If you make a product that you want to sell, you can still put out “ask” questions to those you know but I want to add a couple of suggestions.
- Before you invest a lot of money into making items to sell – be willing to find out if what you make is good. This is really hard because as creatives, what we make is very personal. But I have watched over and over, people investing a lot of time and money into making items that just aren’t going to sell. I have some pretty big fails under my belt (ask me about my mugs some time)! Your spouse or grandmother don’t count as good feedback. Find a way to test your products before you invest money.
- If you do have a good product, start with Etsy. It’s free to sign-up and they take their 8% fee (5% selling fee + 3% credit card fee) AFTER you sell the product.
- Get saavy with social media. A retail product is a visual product and social media is made for you. It’s free, too. There’s lots of free training out there if you look for it.
5. PINCH PENNIES
You do NOT need lots of money to start a business. Pinch pennies everywhere you can! When I started my cleaning and painting business, I didn’t buy ANY supplies until I had brought in some income and had paid my rent, and bought groceries. Then, I bought a ladder and better paintbrushes. When I started my retail business, I started by showing my ideas to friends in their houses. Then, someone invited me to put up a table with my products at a holiday open house. From there I got an invite to set up a booth at a county fair. Soon, we were booked every weekend and bought an RV to live in while traveling. Finally, we sold the RV and opened a storefront. Every step of the way we only purchased supplies as we grew. Our first display was so sad. We used a table cloth from our kitchen, borrowed some plastic risers, and used empty boxes under the table cloth to display our goods. Then, I bought my own risers and my own table. After some more sales, I bought a tent, then we bought two tents. Then, we bought a trailer…you get the idea.
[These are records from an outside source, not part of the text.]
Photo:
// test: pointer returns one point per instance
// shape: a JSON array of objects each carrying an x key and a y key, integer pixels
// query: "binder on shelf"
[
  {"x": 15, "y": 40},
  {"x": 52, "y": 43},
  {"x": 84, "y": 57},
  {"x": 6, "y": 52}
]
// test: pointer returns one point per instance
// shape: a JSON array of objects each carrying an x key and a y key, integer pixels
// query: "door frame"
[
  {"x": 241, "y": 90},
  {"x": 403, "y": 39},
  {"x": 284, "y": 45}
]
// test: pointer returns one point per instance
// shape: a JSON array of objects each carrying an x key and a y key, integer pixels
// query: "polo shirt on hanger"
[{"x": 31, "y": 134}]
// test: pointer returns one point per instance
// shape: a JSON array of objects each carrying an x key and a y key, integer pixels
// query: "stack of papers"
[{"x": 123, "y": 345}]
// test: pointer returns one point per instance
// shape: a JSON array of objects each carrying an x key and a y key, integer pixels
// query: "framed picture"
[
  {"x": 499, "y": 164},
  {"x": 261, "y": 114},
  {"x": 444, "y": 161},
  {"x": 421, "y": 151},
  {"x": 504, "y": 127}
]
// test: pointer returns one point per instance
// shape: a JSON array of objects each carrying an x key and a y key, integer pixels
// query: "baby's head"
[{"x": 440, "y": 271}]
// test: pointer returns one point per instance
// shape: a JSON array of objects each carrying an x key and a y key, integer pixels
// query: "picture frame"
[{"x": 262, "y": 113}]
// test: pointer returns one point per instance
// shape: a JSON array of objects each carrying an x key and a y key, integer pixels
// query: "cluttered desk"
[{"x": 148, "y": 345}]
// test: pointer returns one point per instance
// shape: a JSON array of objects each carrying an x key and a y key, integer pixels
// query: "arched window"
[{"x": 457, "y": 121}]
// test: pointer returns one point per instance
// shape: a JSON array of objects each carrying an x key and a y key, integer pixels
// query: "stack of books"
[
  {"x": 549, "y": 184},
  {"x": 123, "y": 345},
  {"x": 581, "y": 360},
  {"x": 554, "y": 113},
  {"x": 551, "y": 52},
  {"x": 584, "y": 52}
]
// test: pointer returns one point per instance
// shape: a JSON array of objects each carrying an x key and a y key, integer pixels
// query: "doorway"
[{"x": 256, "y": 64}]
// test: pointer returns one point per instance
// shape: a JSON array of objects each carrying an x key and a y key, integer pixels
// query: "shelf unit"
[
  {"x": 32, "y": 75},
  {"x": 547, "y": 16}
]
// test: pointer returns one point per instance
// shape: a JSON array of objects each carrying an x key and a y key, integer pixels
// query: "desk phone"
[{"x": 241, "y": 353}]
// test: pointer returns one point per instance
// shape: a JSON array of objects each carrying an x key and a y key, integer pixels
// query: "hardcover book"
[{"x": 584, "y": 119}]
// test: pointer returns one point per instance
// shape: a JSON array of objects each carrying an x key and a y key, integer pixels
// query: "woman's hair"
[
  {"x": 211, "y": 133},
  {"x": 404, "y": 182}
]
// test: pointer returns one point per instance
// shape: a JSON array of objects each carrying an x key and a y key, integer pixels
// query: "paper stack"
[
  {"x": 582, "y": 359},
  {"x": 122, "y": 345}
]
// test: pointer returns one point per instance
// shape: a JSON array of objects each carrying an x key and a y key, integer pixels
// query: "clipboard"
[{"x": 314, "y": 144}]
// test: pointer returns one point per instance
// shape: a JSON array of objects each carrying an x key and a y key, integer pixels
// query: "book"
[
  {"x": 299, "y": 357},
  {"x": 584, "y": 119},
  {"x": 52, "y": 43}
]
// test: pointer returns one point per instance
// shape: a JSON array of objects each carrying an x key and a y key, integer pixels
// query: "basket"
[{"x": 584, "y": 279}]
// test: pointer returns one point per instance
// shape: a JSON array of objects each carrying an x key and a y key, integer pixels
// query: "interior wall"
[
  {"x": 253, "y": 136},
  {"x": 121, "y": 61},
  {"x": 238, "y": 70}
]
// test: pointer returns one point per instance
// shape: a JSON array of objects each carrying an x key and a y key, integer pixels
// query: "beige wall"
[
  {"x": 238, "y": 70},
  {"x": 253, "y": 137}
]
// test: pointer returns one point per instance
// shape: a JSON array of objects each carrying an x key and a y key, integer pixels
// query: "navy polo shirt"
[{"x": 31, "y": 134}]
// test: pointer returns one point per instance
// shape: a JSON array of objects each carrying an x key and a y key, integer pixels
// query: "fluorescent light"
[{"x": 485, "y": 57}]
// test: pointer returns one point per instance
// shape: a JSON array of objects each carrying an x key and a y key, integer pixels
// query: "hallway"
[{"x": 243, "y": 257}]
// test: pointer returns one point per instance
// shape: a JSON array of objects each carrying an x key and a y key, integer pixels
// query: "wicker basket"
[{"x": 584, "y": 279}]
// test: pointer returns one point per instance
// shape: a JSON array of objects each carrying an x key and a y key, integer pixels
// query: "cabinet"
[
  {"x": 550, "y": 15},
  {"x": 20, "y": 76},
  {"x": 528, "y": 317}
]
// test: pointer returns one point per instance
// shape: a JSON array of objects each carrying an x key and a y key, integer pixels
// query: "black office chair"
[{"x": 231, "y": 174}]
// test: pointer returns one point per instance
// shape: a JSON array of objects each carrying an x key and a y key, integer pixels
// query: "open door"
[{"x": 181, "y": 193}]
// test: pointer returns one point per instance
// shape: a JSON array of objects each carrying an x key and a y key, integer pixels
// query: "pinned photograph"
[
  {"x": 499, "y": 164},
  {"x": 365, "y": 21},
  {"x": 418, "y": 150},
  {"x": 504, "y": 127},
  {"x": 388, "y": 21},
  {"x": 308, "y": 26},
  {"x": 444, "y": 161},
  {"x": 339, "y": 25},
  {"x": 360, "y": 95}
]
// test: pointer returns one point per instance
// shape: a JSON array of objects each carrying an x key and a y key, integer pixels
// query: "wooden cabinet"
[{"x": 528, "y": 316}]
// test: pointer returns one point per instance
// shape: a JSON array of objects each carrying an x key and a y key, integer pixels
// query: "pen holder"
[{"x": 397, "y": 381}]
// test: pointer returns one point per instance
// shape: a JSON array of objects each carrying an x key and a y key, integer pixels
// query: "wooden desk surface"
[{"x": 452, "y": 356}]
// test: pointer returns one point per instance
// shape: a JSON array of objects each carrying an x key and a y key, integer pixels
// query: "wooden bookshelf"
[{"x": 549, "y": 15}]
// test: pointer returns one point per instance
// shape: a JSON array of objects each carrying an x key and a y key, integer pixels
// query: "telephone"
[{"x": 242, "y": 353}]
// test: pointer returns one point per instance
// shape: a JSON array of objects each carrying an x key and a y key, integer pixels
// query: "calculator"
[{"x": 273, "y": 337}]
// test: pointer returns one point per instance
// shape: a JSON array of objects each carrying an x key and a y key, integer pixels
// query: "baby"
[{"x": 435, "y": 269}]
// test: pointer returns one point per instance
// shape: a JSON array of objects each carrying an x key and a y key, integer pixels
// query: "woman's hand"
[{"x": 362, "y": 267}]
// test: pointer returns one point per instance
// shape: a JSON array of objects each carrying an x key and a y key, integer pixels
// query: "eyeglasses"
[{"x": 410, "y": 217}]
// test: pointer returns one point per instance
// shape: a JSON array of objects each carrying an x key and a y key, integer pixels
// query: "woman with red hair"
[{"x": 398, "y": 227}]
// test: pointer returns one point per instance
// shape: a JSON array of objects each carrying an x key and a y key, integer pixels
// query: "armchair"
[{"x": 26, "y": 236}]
We grew as our income increased.
You do NOT need all the fancy tools and supplies out there or a fancy website. Start with what you have and improvise. It’s so tempting to buy tools and resources to help you grow your business. They are probably great, BUT…until you are getting consistent income, don’t do it. I’ll slap your hand. ?
There are MANY FREE options out there or perhaps you can borrow a ladder or plastic risers (as in my case) until you can buy your own.
Certainly, there are a couple of things I do recommend you spend money on: A paid CANVA account* would be top of my list. Another is money for networking lunches or to take people out for coffee and lastly, buy a copy of PROFIT FIRST.
You may have to purchase a few things but be cautious and wise, realizing that what you think you need to start, you probably don’t. Don’t let NOT having something stop you from starting.
There are many more ideas for starting your own business that can be personalized for your situation, and if you need help with that, you can schedule a private mentoring session (only if it’s within the budget!). Sit down, pray, and brainstorm. Ask friends to come over and brainstorm with you. You’ll be surprised what you’ll come up with.
But more than anything, I’m here to tell you that STARTING A BUSINESS WITH LITTLE OR NO MONEY IS POSSIBLE!